Bana bir açıklama borçlusun. O ne demekti?.
-Sana hiçbir şey açıklamak zorunda DEĞİLİM!
Yüzüme yediğim tokatla kafam yana savruldu. Hemen çenemden tutarak yüzümü kendine çevirdi. O an ona birsürü şey anlatacaktım ama sustum. Bir plan yapmıştık ve buna sadık kalmam gerekiyordu. Hemen kendime geldim. Eğer ona karşı biraz daha isyankâr olursam numara yaptığımı anlayacaktı. Duruşumu koruyarak;
-Seni sevmeye çalışıyorum ama buna izin vermiyorsun. Birilerini öldürüp zarar verirsen seni nasıl sevebilirim. Sen beni seviyor musun?
Salak salak konuşma canımdan bile çok seviyorum seni.
-Peki ben insanları öldürseydim sen ne yapardın? Sevdiğin adamı birilerini öldürürken görmek nasıl hissettirirdi?
Elinin kana bulanmasına izin vermezdim. Verememde.
-Sen neden aynı şeyi bana yapıyorsun? Sence ben senin birilerini öldürmeni izlerken üzülmüyor muyum? Beni de anla Fatih. Bana yapmadığını kalmadı ama ben seni sevmeye karar verdim. Lütfen birilerine zarar vererek buna engel olma. Daha çok yaptığın iyiliklerle beni kendine çek.
Özür dilerim.
Bana sımsıkı sarılıyordu. İşe yarıyordu galiba sakinleşmişe benziyor.
-Bana söz ver Fatih. Bundan sonra ne ben , ne de bir başkasına zarar vermeyeceksin.
Söz veriyorum bebeğim. Söz veriyorum........Daha iyi misin?
Evet anlamında kafamı salladım. Fatih o sözlerden sonra bana sıkıca sarıldı ve yatağa oturup sakinleşmeye çalıştı. Benim titremem geçmişti. Ama hâlâ azıcık vardı.

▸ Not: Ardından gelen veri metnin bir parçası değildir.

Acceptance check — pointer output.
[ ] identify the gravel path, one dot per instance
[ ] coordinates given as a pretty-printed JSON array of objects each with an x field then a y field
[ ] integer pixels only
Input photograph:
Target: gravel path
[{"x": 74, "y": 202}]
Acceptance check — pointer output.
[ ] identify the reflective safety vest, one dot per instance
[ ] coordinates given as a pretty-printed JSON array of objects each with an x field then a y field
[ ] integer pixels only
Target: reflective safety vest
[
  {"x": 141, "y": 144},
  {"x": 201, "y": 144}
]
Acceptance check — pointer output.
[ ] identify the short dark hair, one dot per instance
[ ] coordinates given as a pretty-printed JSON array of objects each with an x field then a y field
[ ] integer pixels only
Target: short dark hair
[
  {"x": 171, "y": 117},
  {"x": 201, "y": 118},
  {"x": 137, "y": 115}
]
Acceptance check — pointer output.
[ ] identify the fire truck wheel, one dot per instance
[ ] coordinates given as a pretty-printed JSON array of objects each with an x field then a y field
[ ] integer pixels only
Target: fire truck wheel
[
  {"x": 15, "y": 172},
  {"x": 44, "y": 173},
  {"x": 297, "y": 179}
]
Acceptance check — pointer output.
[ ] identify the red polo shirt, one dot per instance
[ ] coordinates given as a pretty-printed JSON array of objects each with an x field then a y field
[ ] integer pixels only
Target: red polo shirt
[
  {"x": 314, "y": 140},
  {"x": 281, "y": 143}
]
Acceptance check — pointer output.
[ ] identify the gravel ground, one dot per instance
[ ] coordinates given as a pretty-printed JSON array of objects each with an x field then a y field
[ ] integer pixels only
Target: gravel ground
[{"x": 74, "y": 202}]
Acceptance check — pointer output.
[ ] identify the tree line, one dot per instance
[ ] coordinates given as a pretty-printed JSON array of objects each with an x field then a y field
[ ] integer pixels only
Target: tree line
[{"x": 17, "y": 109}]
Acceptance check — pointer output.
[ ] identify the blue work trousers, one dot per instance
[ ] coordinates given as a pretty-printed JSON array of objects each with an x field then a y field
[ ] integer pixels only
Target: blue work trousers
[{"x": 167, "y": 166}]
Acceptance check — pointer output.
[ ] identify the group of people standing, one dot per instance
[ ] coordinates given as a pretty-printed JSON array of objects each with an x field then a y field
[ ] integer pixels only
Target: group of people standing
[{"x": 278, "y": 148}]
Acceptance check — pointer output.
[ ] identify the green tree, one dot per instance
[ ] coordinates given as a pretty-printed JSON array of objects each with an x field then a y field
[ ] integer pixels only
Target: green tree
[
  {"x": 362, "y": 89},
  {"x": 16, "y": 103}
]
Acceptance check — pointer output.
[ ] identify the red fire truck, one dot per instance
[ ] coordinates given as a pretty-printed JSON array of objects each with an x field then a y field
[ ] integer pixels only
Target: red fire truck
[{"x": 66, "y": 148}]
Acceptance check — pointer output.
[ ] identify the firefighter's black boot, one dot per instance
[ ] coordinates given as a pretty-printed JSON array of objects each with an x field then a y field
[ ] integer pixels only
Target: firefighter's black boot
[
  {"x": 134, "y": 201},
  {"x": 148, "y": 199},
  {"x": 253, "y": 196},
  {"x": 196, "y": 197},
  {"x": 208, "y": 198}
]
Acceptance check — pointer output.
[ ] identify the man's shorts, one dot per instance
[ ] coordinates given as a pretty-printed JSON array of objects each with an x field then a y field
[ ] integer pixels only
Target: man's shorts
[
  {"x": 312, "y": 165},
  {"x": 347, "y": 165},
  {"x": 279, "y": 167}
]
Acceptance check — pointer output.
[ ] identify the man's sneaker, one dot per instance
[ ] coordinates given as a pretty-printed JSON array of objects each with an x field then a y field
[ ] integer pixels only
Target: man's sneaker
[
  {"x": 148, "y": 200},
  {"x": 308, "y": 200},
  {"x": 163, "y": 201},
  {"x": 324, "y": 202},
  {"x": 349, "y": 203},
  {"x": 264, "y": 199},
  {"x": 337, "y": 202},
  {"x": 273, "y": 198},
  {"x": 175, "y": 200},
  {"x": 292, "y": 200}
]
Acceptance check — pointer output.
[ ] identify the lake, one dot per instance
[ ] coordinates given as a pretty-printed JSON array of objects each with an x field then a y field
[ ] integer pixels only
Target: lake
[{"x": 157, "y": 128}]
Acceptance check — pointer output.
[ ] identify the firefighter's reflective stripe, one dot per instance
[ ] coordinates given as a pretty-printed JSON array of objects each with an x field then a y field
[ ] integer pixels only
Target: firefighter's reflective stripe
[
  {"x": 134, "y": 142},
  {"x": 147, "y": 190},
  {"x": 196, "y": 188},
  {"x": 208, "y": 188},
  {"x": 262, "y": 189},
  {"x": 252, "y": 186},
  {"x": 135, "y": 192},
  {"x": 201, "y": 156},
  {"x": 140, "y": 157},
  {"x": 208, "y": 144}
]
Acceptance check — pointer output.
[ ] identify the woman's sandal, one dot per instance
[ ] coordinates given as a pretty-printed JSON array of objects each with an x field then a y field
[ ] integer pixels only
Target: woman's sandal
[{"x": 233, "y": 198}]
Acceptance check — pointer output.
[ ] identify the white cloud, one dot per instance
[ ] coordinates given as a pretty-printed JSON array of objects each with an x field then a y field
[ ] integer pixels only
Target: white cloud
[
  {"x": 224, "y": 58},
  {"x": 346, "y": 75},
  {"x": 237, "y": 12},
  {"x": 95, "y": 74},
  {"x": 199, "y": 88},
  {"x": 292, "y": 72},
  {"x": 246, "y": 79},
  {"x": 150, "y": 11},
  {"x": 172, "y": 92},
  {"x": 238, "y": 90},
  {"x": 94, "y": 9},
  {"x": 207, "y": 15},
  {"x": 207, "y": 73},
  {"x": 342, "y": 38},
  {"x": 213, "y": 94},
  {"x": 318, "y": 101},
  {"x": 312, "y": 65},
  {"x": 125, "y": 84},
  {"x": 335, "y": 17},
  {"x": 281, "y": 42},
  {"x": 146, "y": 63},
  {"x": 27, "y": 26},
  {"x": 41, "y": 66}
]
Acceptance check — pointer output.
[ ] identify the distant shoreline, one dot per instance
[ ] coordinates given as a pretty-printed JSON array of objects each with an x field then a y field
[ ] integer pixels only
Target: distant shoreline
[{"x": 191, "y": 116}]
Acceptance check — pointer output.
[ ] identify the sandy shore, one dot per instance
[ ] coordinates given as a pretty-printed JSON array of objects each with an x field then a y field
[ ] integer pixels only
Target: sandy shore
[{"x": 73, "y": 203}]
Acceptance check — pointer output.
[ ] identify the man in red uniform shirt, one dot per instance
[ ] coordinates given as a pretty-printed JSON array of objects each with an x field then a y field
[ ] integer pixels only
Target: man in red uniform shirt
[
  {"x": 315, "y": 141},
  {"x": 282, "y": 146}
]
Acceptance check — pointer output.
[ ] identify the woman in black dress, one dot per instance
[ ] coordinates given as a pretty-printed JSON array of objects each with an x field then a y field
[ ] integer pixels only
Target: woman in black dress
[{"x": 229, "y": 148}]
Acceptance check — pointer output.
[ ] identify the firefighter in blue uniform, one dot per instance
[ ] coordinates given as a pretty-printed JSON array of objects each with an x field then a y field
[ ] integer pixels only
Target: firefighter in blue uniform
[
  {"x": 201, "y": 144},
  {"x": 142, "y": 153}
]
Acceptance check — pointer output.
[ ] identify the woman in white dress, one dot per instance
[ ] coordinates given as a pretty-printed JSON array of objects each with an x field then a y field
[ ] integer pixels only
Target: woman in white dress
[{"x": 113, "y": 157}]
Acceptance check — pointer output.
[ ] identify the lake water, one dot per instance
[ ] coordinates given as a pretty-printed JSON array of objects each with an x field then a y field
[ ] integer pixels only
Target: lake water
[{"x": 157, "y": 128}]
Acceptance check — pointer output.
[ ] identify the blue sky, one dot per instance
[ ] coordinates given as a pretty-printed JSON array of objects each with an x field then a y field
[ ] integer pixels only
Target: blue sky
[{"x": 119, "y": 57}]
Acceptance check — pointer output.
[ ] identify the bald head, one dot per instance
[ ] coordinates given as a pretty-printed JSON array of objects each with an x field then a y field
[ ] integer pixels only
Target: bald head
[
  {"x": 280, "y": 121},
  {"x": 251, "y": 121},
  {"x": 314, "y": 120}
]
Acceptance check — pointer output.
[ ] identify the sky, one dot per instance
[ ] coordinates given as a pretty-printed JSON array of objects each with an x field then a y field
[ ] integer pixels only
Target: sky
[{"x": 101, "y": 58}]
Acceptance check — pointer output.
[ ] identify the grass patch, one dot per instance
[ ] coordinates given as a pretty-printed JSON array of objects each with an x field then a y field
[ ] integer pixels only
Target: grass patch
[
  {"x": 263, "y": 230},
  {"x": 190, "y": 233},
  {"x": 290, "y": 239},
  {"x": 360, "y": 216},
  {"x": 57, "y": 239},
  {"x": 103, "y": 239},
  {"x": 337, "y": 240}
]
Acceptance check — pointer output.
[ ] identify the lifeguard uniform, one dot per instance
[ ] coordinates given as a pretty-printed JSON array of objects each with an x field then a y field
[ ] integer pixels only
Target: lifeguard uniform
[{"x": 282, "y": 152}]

Neden titreyip duruyorsun?
-Doktorlar travma olduğunu söylüyor.
Nasıl oldu bu?
-7 yıl önce sen kendini uçurumdan attıktan sonra başladı. Her gergin olduğumda , korktuğumda ya da bir başka birşeyde hemen titremeye başlıyorum. Ve maalesef ki bunun tedavisi yok. Gitmediğim doktor kalmadı ma ama hiçbiri buna çözüm bulamadı. Sakinleştiriciler de bir boka yaramıyor. Geçmesini bekliyorum. Bazen geçmiyor hastanelik oluyorum.
Beni kendine çekip sıkıca sarıldı.
Sana bunları yaşattığım için özür dilerim meleğim. Ama sana söz veriyorum bundan sonra iyi olman için elimden geleni yapacağım.
Saçlarımı koklayıp öptü.
Burak istersen seni annene götürebilirim.

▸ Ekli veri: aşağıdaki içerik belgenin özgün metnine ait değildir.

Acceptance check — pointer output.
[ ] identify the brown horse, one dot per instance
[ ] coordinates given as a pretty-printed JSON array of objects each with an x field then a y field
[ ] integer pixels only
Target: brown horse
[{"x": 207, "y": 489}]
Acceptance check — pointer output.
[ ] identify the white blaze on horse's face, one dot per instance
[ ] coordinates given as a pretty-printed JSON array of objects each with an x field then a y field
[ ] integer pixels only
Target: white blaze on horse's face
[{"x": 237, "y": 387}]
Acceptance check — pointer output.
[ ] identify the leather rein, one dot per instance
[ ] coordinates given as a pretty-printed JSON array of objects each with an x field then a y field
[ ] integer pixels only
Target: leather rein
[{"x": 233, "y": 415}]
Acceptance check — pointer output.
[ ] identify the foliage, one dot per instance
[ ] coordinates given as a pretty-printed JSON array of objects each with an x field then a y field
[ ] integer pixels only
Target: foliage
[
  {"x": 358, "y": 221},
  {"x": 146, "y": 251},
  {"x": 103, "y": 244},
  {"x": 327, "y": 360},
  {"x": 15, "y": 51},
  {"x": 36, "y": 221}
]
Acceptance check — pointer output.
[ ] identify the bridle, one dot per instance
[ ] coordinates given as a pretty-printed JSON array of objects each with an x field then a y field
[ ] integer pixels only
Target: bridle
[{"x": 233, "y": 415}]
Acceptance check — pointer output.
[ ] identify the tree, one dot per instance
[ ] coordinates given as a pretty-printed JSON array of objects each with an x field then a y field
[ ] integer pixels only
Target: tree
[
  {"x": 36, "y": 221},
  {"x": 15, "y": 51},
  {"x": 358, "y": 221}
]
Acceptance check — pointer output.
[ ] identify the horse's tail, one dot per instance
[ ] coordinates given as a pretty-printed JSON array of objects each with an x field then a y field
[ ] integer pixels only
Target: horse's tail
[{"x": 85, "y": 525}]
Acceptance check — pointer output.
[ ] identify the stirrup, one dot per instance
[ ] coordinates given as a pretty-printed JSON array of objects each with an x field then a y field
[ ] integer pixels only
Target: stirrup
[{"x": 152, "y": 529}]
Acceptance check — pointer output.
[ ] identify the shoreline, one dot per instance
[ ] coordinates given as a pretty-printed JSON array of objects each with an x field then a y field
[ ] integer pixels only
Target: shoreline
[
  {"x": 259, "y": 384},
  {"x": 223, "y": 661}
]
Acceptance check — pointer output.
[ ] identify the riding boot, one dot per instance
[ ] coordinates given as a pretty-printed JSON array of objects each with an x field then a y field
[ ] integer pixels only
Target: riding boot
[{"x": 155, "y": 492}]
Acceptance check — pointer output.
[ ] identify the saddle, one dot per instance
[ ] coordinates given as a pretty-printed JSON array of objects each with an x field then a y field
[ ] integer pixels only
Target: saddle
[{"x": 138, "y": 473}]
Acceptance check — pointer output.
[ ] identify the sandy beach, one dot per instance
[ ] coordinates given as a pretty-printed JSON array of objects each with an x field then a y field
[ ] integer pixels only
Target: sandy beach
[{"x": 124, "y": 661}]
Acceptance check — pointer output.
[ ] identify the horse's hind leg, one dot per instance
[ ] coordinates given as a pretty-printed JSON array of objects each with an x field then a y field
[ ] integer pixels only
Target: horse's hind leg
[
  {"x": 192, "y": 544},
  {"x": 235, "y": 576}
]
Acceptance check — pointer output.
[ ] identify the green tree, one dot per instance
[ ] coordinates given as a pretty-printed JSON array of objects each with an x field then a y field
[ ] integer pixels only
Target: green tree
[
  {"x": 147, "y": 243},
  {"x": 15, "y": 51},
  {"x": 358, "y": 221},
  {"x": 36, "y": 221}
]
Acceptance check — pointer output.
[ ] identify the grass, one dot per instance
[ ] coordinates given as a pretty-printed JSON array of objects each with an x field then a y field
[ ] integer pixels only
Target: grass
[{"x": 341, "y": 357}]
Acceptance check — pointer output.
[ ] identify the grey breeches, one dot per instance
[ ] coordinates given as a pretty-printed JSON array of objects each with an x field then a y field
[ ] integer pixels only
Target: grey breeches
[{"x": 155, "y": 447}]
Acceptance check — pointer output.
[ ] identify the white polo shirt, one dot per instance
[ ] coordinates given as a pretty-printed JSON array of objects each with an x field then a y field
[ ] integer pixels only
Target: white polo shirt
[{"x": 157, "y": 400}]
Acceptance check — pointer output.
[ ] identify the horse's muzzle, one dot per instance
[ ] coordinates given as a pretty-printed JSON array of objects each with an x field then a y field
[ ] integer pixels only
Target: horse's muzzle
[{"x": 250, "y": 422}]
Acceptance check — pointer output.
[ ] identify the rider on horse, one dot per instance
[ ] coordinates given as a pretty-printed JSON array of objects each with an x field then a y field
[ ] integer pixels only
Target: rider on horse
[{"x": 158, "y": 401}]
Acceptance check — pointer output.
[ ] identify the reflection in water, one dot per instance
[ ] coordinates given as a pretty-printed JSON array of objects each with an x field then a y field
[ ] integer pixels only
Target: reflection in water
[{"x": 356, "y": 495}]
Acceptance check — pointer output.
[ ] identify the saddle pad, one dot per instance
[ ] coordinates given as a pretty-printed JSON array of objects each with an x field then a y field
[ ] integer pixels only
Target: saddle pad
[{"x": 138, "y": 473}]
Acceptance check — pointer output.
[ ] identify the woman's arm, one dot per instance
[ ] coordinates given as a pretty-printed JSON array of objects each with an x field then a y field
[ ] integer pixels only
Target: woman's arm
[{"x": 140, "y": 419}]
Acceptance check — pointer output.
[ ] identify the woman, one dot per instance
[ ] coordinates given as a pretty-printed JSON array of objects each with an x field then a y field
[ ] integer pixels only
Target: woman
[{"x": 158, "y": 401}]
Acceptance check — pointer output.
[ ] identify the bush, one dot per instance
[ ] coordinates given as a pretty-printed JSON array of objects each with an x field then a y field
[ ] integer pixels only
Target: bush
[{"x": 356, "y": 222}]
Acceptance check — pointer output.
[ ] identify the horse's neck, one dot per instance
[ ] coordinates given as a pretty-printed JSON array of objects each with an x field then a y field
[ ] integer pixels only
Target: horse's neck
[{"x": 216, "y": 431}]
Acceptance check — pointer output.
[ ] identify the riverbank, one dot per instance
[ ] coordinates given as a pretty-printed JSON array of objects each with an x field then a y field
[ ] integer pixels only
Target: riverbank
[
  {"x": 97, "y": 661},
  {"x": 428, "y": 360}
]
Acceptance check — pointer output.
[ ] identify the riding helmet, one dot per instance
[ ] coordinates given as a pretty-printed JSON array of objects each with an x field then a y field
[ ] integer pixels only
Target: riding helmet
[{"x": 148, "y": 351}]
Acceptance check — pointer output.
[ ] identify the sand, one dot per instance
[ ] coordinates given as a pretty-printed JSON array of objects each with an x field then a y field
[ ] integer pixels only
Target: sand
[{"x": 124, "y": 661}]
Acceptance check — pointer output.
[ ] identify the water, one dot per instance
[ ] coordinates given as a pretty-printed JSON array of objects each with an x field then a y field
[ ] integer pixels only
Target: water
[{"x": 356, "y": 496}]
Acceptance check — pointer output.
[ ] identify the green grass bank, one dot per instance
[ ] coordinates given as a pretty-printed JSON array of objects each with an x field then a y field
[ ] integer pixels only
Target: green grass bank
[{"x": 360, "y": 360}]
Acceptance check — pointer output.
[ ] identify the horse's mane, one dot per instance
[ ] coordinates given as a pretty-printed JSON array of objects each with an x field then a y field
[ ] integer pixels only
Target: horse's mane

Doğru mu duyuyordum? Beni annemi götürücekti?.
-Cid...cidden beni anneme götürecek misin?
Evet meleğim. Hatta şöyle yapalım. Ben bize yemek hazırlayayım sonrasında ise annene gidelim olur mu?

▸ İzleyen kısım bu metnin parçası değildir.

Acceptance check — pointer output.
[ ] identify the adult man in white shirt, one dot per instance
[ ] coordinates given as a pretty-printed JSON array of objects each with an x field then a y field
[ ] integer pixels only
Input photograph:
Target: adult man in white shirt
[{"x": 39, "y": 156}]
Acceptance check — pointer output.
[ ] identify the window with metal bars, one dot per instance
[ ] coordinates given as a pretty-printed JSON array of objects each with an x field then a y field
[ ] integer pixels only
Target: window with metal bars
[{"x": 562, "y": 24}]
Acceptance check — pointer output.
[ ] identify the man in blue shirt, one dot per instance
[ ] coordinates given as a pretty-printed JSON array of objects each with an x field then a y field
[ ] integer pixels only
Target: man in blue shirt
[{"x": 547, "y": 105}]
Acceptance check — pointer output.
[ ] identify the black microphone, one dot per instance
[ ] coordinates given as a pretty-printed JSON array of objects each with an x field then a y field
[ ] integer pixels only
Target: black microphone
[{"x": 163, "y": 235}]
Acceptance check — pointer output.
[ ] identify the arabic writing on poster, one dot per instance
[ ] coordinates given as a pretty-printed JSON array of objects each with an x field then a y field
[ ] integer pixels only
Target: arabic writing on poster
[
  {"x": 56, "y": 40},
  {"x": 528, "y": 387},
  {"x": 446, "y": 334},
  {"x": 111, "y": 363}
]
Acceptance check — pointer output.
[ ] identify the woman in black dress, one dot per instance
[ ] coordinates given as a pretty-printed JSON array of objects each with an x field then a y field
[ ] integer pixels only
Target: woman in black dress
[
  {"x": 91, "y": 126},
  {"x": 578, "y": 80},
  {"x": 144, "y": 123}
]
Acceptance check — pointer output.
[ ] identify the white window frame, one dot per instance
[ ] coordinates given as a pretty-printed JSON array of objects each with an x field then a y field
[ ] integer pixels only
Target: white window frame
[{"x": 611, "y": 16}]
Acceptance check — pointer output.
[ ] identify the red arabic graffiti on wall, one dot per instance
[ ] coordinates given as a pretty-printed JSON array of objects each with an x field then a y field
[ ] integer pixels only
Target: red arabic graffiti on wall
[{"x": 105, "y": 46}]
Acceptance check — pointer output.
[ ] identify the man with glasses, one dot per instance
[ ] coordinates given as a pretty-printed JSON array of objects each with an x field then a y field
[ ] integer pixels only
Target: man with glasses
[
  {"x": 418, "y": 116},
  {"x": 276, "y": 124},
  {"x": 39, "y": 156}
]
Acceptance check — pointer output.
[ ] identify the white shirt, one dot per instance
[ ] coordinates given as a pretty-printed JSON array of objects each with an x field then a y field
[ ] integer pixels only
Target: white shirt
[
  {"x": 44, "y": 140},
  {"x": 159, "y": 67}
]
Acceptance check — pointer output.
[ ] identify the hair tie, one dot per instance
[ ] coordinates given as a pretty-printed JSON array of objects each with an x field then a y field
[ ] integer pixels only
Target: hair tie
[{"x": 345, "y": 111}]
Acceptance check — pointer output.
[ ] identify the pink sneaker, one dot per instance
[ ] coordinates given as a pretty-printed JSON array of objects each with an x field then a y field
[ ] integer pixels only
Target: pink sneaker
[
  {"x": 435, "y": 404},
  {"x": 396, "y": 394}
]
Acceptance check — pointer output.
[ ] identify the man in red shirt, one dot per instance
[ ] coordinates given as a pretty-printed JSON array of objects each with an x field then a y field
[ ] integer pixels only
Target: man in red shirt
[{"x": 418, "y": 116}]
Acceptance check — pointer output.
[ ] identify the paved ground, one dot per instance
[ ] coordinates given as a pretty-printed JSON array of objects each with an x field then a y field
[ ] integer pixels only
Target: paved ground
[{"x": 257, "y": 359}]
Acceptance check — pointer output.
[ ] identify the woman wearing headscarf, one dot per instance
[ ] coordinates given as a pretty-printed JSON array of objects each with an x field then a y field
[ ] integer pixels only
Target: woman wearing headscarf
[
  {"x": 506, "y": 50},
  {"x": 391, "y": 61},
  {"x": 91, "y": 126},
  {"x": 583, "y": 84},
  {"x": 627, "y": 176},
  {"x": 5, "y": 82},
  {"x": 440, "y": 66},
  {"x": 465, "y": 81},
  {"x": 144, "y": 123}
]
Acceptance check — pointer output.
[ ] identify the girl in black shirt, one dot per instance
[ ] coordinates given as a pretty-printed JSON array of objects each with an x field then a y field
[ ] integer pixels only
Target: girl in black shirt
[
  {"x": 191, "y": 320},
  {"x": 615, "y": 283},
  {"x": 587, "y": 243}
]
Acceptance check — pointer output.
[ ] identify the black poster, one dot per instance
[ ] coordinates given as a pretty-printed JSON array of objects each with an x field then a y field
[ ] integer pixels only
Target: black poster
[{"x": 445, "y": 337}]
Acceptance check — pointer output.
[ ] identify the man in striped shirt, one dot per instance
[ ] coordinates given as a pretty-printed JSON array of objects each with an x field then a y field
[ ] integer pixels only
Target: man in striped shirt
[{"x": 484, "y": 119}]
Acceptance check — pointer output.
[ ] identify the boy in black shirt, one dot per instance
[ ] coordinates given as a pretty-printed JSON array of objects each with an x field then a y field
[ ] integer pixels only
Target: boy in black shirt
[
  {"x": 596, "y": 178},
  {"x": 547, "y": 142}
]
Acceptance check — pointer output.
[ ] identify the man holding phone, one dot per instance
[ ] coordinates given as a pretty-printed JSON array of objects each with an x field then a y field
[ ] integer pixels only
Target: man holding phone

Hızlıca kafamı salladım. Gözümden yaşlar akmaya başlamıştı.
-Olur. Lütfen gidelim.
Tamam meleğim. Ben gidip yemek hazırlayayım sen yat dinlen. Birazda olsa kendine gelirsin. Titremen de geçmiş olur.
Saçlarımı öperek odadan dışarı çıktı.
-Sonunda seni görebileceğim anne....
ŞİMDİ OKUDUĞUN
KATLİAM
Mystery / ThrillerBüyük felaketten önce sessizce içimizde gezinen bombayı arıyordu gözlerim. Patlarsa çoğumuz kül olup gidecekti bu dünyadan. Ailemi korumaya çalışırken sığınağıma kaptırmış gidiyordum kendimi. Ve günün sonunda pimi çeken ben, bombanın ta kedisiydim ş...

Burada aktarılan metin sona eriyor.